You probably could get perturbation confusion in reverse mode, but it's not an e...

You probably could get perturbation confusion in reverse mode, but it's not an easy trap like it is with forward mode. The problem with forward mode AD is that it's deceptively easy: you transform every number a into a pair of numbers (a,b) and you change every function from f(a) to (f(a),f'(a)), put the chain rule on it, and you're done. Whether you call it dual number arithmetic or a compiler transformation it's the same thing in the end. The issue with perturbation confusion is that you've created this "secret extra number" to store the derivative data, and so if two things are differentiating code at the same time, you need to make sure you turn (a,b) into (a,a',b,b') and that all layers of AD are always grabbing the right value out of there. Note that in the way I wrote it, if you assumed "the b term is always num[2] in the tuple", oops perturbation confusion, and so your generated code needs to be "smart" (but not lose efficiency!). Thus the fixes are proofs and tagging systems that ensure the right perturbation terms are always used in the right places.

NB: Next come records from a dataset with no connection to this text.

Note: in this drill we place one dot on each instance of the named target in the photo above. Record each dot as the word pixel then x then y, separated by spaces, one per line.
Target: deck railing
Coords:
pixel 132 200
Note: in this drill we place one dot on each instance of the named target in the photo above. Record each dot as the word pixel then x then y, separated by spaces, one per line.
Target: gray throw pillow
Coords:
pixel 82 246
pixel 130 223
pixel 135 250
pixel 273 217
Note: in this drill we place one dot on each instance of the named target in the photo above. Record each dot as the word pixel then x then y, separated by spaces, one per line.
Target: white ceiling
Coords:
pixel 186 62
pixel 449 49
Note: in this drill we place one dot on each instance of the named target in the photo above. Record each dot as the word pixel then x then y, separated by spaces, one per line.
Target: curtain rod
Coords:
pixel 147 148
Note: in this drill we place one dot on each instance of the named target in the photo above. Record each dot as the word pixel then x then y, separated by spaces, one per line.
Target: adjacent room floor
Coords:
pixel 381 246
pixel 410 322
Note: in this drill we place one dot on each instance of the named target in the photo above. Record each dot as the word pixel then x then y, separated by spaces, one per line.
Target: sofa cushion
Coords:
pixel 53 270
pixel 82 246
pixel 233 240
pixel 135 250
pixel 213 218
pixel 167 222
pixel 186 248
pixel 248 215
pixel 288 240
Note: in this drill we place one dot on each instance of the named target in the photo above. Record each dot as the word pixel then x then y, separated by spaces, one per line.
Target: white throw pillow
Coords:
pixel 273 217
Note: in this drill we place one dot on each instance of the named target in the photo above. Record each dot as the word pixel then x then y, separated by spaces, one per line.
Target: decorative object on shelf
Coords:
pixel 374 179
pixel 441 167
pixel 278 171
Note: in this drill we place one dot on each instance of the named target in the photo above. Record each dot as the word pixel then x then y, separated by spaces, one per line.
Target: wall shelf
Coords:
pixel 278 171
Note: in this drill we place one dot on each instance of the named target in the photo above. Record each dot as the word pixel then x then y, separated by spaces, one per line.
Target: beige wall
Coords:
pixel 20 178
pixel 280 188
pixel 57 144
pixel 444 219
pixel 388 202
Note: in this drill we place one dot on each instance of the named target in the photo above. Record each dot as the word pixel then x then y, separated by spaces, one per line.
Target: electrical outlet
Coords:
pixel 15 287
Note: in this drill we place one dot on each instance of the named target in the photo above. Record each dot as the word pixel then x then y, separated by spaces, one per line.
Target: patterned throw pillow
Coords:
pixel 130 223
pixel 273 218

With reverse mode AD, this is much less likely to be an issue because the AD system isn't necessarily storing and working on hidden extensions to the values, it's running a function forwards and then running a separate function backwards having remembered some values from the forward pass. If the remembered values are correct and never modified, then generating a higher order derivative is just as safe as the first. But that last little detail is thus what I think is most akin to perturbation confusion in reverse mode: reverse mode has the assumption that the objects captured in the forward pass will not be changed (or will be at least be back in the correct state) when it is trying to reverse. The easy way to break this assumption doesn't even require second derivatives. The easiest way to break it is mutation: if you walk forward by doing Ax, then the reverse pass wants to do A'v so it just keeps the pointer to A, but if A gets mutated in the meantime then using that pointer is incorrect. This is the reason why most AD systems simply disallow mutation except in very special unoptimized cases (PyTorch, Jax, Zygote, ...).

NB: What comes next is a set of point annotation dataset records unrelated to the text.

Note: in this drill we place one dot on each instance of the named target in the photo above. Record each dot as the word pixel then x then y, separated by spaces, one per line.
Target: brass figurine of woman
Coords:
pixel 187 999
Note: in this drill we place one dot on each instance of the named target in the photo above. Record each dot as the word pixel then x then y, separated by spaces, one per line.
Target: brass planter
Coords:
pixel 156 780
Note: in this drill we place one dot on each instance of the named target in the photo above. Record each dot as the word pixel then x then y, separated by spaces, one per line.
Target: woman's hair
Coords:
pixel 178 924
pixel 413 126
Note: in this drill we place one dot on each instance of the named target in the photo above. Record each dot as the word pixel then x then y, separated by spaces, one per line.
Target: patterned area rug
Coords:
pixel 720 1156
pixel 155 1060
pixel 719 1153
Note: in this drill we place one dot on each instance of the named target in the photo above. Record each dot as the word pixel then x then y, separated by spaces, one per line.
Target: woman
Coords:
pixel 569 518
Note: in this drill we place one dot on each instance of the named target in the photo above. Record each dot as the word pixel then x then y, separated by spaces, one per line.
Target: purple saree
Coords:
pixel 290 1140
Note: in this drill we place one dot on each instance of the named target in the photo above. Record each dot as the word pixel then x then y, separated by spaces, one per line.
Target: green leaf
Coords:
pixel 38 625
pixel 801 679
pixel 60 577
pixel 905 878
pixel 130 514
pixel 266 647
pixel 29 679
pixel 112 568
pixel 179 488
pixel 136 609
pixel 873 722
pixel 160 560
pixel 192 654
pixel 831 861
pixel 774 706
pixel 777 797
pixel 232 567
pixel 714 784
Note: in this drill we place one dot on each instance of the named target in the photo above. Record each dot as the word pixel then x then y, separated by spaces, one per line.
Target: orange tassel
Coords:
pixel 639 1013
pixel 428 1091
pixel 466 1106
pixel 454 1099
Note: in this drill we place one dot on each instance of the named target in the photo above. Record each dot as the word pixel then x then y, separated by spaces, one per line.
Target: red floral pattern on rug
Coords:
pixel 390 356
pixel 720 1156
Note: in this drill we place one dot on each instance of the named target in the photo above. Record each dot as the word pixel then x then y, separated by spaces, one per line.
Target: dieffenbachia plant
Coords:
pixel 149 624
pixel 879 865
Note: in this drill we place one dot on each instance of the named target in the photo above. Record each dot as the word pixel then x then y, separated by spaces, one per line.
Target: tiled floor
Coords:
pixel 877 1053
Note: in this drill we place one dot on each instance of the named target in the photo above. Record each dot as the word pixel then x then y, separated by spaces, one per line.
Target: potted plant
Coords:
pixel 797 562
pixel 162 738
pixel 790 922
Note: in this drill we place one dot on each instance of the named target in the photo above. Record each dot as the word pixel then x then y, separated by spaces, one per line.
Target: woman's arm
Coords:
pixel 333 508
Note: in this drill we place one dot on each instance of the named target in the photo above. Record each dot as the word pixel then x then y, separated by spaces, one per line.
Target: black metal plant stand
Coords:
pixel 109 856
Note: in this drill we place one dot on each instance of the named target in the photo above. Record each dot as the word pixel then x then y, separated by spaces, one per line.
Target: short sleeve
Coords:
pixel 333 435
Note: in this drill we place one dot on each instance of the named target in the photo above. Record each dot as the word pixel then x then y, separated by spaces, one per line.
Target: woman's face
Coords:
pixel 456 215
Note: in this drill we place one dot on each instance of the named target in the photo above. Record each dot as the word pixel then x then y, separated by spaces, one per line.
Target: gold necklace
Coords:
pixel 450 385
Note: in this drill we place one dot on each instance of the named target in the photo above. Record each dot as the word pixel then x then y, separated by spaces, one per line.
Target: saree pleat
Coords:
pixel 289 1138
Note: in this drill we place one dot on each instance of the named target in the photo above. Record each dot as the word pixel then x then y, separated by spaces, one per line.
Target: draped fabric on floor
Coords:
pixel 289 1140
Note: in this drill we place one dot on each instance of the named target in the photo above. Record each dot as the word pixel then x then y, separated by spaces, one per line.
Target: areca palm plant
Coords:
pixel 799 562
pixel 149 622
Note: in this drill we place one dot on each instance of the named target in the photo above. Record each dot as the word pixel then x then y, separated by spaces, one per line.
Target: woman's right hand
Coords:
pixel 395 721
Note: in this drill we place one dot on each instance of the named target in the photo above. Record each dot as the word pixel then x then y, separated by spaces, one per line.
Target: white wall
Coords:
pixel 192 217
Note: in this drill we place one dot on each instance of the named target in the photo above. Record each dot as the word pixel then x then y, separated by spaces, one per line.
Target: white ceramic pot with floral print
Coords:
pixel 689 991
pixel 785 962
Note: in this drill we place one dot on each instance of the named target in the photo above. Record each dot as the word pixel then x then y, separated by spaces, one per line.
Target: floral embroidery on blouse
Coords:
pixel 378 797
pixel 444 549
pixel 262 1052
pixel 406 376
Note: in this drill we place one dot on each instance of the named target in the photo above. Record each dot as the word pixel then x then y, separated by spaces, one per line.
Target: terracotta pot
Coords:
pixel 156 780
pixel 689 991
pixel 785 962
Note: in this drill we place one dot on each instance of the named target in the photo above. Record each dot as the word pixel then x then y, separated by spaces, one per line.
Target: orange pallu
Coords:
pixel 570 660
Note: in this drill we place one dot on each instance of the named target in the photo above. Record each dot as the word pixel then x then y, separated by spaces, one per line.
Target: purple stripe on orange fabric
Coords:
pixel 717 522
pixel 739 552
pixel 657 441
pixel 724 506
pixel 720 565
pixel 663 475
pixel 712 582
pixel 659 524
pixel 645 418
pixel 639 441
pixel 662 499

Enzyme.jl is an exception because it takes a global analysis of the program it's differentiating (with proper escape analysis etc. passes at the LLVM level) in order to know that any mutation going forward will be reversed during the reverse path, so by the time it gets back to A'*v it knows A will be the same. Higher level ADs could go cowboy YOLO style and just assume the reversed matrix is correct (and it might be a lot of the time), though that causes some pretty major concerns for correctness. The other option is to simply make a full copy of A every time you mutate an element, so have fun if you loop through your weight matrix. The Diffractor.jl near future approach is more like Haskell GHC where it just wants you to give it the non-mutating code so it can try and generate the mutating code when that would be more efficient (https://github.com/JuliaLang/julia/pull/42465).

So with forward-mode AD there was an entire literature around schemes of provable safety to perturbation confusion, and I'm surprised we haven't already started seeing papers about provable safety with respect to mutation in higher-level reverse-mode AD. I would suspect that the only reason why it hasn't started is that the people who write type-theoretic proofs tend to be the functional programming pure function folks that tell people to never mutate anyways, so the literature might instead go the direction of escape analysis proofs to optimize immutable array code to (and beyond) the performance of mutation code on commonly mutating applications. Either way it's getting there with the same purpose in mind.